От шеи, по позвонкам и ниже, продольные, рубцовые шрамы, на пояснице они становятся тоньше, переплетя две тонкие линии кривым крестом. На задней стороне бедра — короткие мелкие отметины, словно ожоги, хотя, может, это они и есть?.. Немыслимо.

Сжав посильнее пальцы на коленях, поднимаюсь на ноги, взяв Ди за плечо, поворачиваю не сопротивляющегося к себе, убеждаясь — грудь исполосована тоже, только меньше, всего три, но глубокие и более темные, чем те, которые уже удалось увидеть.

— Кто?.. — одними губами, голос не слушается. — Кто это сделал?

Вместо ответа он треплет меня по волосам и забирается в ванну. Спохватываюсь следом, проверяя температуру воды, и только убедившись, что, как обычно, вместо настроенной теплой не хлынул кипяток, позволяю ему сесть, спрятавшись по грудь в облаке пены.
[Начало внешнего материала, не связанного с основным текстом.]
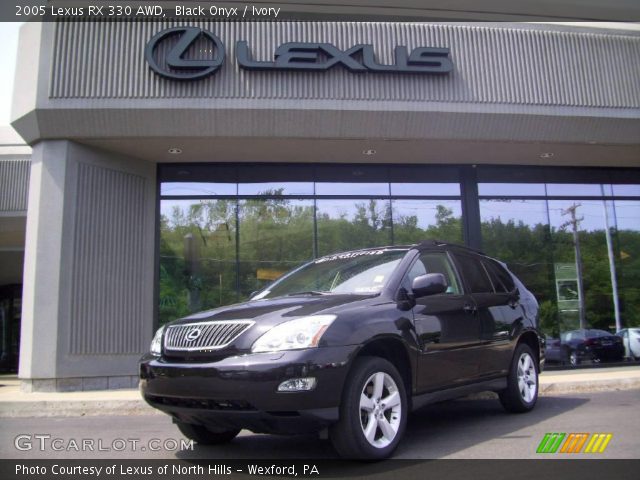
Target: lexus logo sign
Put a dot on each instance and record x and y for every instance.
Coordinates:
(175, 64)
(167, 54)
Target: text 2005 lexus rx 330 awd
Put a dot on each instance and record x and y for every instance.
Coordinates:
(352, 343)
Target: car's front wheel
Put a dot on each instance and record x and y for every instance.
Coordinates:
(204, 436)
(521, 393)
(373, 414)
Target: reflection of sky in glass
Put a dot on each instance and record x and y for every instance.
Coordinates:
(627, 215)
(592, 212)
(334, 188)
(348, 208)
(424, 210)
(529, 212)
(197, 188)
(574, 190)
(426, 189)
(288, 188)
(626, 190)
(515, 189)
(167, 206)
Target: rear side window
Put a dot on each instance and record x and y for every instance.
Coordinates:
(474, 274)
(502, 281)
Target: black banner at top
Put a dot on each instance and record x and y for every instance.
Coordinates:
(301, 10)
(573, 469)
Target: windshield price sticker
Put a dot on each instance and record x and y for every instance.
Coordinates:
(346, 256)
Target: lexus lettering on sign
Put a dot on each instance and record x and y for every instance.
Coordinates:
(167, 53)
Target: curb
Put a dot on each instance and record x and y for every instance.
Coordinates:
(89, 408)
(75, 408)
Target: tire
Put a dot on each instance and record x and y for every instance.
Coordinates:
(373, 412)
(521, 393)
(566, 354)
(204, 436)
(574, 361)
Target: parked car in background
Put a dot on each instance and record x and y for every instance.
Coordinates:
(591, 345)
(631, 341)
(350, 343)
(555, 351)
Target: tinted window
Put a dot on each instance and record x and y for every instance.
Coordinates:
(432, 262)
(502, 281)
(474, 274)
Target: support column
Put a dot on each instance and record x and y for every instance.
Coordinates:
(87, 312)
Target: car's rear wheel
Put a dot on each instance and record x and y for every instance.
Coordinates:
(373, 413)
(204, 436)
(521, 393)
(574, 361)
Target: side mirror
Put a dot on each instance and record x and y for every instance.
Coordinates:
(429, 284)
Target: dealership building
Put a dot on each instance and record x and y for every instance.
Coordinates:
(167, 167)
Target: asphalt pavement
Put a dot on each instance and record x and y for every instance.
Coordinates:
(16, 403)
(469, 429)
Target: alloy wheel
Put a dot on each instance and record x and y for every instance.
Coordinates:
(380, 410)
(527, 378)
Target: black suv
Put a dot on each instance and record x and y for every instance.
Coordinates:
(351, 342)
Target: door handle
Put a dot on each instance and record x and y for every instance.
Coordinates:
(471, 309)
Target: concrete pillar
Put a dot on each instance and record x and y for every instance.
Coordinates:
(87, 312)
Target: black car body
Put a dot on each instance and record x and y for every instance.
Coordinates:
(438, 320)
(591, 345)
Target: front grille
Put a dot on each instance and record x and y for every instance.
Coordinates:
(204, 336)
(200, 403)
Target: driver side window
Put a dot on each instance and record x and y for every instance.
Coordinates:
(432, 262)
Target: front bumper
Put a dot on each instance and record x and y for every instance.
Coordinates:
(241, 391)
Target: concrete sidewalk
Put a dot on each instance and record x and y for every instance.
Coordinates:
(15, 403)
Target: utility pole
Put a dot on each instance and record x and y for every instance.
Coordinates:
(612, 264)
(576, 243)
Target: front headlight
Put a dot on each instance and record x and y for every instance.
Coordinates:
(304, 332)
(156, 343)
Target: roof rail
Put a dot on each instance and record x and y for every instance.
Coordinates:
(440, 243)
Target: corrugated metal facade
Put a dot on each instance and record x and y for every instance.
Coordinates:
(107, 316)
(492, 64)
(14, 185)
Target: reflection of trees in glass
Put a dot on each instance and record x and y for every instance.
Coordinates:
(276, 234)
(530, 249)
(212, 225)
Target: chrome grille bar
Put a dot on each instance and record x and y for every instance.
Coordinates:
(202, 336)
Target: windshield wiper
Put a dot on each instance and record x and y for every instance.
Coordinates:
(309, 292)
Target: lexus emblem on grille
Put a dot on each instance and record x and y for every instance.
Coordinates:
(193, 334)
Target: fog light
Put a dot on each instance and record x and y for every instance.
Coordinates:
(297, 385)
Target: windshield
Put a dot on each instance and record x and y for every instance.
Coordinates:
(364, 272)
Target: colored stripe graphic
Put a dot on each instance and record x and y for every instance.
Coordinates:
(598, 443)
(550, 442)
(574, 443)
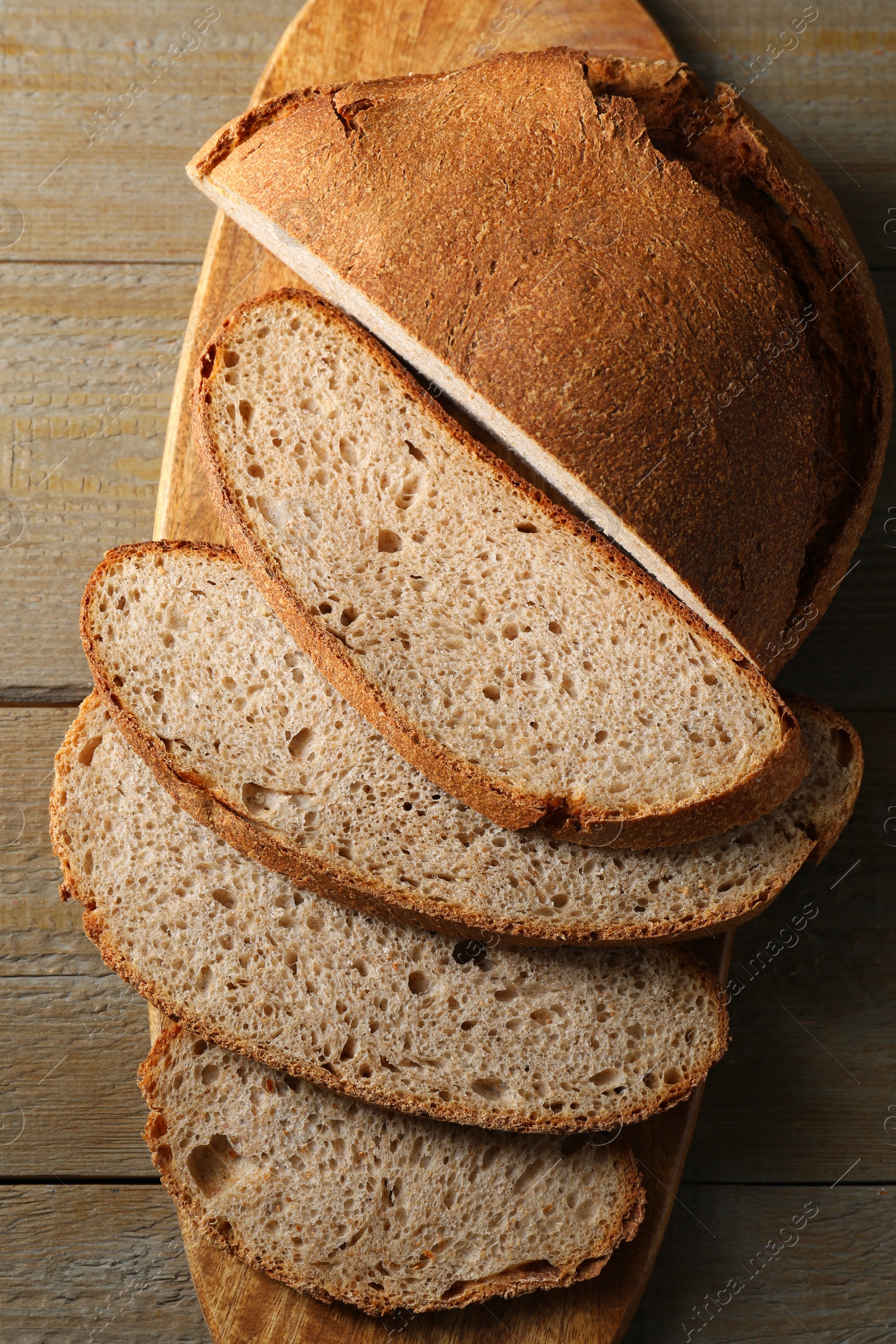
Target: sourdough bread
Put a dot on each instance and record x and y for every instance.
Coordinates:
(251, 740)
(385, 1211)
(647, 295)
(503, 1038)
(506, 650)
— Чего я не знаю? — Надо говорить, надо слушать, но он молчит, опуская руки в воду. — Артур знал об этом? — Кивает, я сажусь рядом, опуская мочалку в воду и поливая его плечи. — Он хотел помочь? — Задумывается слишком долго, потом кивает, и мне становится легче. Он всегда хотел помочь. Не мог оставаться в стороне. — Хочешь об этом поговори… — Склоняется ниже, обдавая мое лицо горячим дыханием, и стирает поцелуем остатки моего вопроса, выжигая его даже из памяти. Снова закрывает мне глаза мокрой рукой, судорожно вздохнув, прижимается увереннее, и вот теперь я чувствую и тепло, и желание, и его дрожь, передающуюся мне. Особенно четко — начинаю вместе с ним сходить с ума.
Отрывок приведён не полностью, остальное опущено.